Reaktion auf Skandale Bundesjustizministerium nimmt ADAC ins Visier

Europas größter Autoclub gerät zunehmend unter Druck. Das Justizministerium will mit dem Verein nun über Qualitätskontrollen sprechen. Während der ADAC beteuert, schonungslos aufzuklären, kommen fast täglich neue Skandale ans Licht.
ADAC-Logo in Halle/Saale: Vertrauensverlust in Europas größtem Autoclub

ADAC-Logo in Halle/Saale: Vertrauensverlust in Europas größtem Autoclub

Foto: Jens Wolf/ dpa

Berlin - Die ADAC-Affäre wird immer mehr zum Politikum.
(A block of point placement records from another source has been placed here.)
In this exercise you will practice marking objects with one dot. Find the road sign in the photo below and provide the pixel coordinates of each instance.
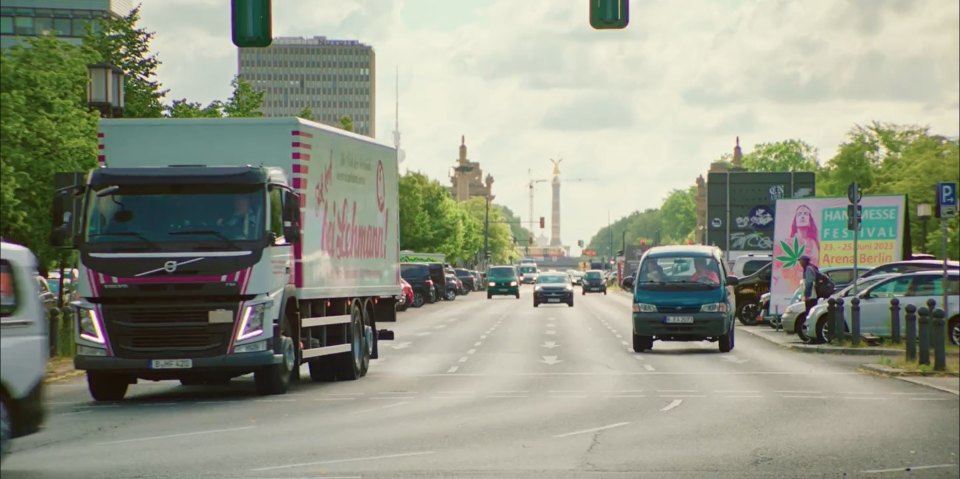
(946, 200)
(854, 194)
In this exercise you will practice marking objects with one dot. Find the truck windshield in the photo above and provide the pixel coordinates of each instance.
(152, 214)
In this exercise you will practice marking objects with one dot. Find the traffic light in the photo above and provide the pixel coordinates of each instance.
(609, 14)
(251, 23)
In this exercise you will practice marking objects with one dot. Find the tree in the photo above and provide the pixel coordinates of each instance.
(245, 101)
(787, 155)
(119, 42)
(306, 113)
(46, 128)
(346, 123)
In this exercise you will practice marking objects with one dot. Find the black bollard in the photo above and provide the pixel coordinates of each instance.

Nun hat sich auch das Bundesjustizministerium eingeschaltet und will mit Europas größtem Autoclub über Qualitätskontrollen "und die Unabhängigkeit von Vergleichen und Zertifikaten sprechen", sagte der für den Verbraucherschutz zuständige Staatssekretär Ulrich Kelber (SPD) der "Welt". Doch auch mit anderen Organisationen wie etwa dem TÜV sollten Gespräche geführt werden.

"Es ist dringend nötig, dass das Vertrauen der Verbraucher auch in Testergebnisse und Zertifikate nichtstaatlicher Organisationen und Firmen hoch bleibt", sagte der Staatsekretär.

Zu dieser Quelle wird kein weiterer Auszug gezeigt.